Abstract

Fourier ptychographic diffraction tomography (FPDT) is a recently developed label-free computational microscopy technique that retrieves high-resolution and large-field three-dimensional (3D) tomograms by synthesizing a set of low-resolution intensity images obtained with a low numerical aperture (NA) objective. However, in order to ensure sufficient overlap of Ewald spheres in 3D Fourier space, conventional FPDT requires thousands of intensity measurements and consumes a significant amount of time for stable convergence of the iterative algorithm.
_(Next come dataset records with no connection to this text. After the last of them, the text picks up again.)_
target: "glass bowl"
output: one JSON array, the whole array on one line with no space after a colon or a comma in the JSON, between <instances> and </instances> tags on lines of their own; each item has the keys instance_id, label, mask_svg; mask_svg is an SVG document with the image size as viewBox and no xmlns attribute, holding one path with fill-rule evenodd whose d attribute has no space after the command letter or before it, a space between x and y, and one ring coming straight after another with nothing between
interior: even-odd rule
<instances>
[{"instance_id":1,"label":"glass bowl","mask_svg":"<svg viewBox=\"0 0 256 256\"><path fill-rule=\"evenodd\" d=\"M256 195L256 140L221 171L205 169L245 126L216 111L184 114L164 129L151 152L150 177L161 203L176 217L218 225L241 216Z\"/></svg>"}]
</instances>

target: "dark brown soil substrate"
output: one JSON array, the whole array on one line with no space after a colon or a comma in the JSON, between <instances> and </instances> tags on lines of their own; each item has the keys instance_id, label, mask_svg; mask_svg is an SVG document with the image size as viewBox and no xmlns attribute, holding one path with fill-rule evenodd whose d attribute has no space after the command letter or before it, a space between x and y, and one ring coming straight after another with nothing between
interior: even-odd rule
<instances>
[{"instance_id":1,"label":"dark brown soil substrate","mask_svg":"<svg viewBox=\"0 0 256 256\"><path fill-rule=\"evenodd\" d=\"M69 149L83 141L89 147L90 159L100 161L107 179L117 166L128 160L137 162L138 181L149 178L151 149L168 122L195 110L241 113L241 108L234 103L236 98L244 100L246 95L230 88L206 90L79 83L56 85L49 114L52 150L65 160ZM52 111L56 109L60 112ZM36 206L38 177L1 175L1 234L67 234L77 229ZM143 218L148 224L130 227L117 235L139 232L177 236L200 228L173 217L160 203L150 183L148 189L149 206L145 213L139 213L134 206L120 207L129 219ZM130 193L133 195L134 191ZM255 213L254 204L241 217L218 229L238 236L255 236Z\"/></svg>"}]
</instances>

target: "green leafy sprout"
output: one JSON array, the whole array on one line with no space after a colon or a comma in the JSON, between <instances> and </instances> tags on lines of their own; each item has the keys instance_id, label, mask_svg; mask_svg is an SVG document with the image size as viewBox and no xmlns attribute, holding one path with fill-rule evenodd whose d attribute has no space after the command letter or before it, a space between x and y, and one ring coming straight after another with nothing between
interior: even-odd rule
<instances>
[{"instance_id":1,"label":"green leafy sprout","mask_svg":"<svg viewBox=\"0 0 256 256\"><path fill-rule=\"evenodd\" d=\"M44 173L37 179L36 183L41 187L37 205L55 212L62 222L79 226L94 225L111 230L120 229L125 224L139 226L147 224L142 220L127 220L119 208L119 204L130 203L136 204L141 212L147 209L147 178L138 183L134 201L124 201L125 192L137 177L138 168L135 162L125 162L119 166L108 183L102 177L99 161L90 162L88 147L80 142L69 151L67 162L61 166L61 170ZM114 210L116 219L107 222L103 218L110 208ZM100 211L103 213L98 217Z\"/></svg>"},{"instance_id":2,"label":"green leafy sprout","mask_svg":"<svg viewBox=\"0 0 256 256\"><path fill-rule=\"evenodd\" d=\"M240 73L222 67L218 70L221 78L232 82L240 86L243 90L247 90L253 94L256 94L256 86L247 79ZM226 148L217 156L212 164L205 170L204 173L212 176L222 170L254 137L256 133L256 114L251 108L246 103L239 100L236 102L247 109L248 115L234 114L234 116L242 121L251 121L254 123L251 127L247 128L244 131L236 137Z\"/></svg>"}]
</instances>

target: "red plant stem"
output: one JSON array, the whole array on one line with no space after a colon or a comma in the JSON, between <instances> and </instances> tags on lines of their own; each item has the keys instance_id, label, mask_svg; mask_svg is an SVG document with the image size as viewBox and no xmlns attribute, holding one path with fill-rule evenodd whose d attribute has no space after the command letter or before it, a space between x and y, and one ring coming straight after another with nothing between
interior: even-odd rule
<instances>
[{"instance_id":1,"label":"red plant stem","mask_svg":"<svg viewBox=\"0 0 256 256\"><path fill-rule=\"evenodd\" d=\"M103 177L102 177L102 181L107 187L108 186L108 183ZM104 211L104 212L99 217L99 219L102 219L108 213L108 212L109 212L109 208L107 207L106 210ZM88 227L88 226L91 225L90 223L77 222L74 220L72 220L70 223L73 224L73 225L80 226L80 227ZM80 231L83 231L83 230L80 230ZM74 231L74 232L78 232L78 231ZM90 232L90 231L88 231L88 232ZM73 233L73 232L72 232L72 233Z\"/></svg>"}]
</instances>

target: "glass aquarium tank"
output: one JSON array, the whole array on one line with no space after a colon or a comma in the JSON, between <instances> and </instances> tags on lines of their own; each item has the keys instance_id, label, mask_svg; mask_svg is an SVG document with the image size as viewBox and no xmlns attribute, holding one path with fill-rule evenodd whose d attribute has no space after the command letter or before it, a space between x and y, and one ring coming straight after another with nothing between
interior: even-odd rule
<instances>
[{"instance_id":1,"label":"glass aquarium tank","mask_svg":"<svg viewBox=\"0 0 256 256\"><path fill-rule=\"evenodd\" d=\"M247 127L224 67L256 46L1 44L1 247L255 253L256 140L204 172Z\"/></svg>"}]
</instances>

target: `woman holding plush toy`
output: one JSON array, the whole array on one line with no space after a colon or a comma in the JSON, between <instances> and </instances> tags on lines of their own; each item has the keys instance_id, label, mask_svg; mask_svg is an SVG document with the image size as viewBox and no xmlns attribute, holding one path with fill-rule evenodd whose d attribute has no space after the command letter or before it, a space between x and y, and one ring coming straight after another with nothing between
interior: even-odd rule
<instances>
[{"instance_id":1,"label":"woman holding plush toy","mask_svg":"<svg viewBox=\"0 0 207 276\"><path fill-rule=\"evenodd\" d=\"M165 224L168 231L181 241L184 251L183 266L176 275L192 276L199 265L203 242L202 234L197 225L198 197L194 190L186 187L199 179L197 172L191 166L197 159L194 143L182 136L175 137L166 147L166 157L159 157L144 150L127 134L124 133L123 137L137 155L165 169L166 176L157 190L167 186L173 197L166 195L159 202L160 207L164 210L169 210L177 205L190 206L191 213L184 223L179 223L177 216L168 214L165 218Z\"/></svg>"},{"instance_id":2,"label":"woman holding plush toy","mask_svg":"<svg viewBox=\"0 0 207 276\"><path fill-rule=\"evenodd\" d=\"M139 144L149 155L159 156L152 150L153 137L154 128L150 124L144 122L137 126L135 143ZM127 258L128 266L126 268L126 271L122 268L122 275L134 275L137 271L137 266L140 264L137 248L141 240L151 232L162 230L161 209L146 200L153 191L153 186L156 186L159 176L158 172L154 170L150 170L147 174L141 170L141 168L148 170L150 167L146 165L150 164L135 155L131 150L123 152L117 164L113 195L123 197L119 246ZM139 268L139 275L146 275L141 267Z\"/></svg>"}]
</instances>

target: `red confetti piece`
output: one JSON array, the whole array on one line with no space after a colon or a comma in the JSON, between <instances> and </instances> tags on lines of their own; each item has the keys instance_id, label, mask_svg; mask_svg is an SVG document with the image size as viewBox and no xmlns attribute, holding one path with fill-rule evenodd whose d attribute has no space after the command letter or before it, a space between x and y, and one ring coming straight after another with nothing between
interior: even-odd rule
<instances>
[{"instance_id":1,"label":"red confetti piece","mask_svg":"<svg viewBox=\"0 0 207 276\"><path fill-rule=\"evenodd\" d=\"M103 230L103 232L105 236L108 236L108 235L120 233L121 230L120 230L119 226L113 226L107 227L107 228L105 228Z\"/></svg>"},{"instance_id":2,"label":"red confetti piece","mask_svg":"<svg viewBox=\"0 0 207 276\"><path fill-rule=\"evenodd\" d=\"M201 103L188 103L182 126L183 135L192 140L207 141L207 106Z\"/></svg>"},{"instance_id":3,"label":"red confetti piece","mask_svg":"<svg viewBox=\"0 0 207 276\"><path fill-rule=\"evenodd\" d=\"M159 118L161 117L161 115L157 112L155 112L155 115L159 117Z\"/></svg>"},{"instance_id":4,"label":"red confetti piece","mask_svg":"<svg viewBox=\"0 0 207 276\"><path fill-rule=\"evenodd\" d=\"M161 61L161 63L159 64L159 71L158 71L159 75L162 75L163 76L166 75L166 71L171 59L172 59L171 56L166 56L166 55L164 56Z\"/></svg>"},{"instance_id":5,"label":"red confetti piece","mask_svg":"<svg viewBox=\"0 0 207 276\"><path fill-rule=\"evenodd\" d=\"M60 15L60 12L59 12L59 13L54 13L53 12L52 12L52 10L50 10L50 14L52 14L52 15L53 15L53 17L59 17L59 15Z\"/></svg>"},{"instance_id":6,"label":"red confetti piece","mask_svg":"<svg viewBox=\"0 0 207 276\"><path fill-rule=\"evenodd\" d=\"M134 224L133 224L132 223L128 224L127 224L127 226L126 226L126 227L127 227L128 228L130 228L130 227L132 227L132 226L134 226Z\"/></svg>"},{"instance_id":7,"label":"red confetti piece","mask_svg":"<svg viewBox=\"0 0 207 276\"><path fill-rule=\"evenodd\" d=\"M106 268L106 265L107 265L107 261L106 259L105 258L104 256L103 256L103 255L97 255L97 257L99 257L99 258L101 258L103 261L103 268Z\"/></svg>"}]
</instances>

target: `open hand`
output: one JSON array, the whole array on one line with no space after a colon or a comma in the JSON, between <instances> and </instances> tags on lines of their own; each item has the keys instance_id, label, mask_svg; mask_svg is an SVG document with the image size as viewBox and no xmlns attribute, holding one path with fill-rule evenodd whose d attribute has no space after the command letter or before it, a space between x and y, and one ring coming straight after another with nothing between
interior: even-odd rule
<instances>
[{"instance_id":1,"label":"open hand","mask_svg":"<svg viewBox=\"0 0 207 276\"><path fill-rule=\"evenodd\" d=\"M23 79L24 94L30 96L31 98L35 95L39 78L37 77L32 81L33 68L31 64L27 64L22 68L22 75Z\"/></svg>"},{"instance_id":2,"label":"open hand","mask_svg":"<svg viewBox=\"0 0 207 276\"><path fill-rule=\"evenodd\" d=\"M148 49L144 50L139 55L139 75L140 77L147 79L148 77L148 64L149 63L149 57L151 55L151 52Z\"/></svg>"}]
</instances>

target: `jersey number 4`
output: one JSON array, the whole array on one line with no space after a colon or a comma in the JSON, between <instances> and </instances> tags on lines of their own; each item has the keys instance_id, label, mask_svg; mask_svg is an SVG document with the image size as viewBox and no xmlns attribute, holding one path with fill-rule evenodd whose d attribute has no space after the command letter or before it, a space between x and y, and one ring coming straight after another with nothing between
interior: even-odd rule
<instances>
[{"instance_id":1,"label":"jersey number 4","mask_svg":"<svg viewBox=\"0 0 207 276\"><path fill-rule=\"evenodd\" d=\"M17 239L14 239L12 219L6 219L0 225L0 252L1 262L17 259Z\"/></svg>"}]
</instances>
Herein, we present accelerated Fourier ptychographic diffraction tomography (aFPDT), which combines sparse annular light-emitting diode(LED) illuminations and multiplexing illumination to significantly decrease data amount and achieve computational acceleration of 3D refractive index (RI) tomography. Compared with existing FPDT technique, the equivalent high-resolution 3D RI results are obtained using aFPDT with reducing data requirement by more than 40 times. The validity of the proposed method is experimentally demonstrated on control samples and various biological cells, including polystyrene beads, unicellular algae and clustered HeLa cells in a large field of view. With the capability of high-resolution and high-throughput 3D imaging using small amounts of data, aFPDT has the potential to further advance its widespread applications in biomedicine.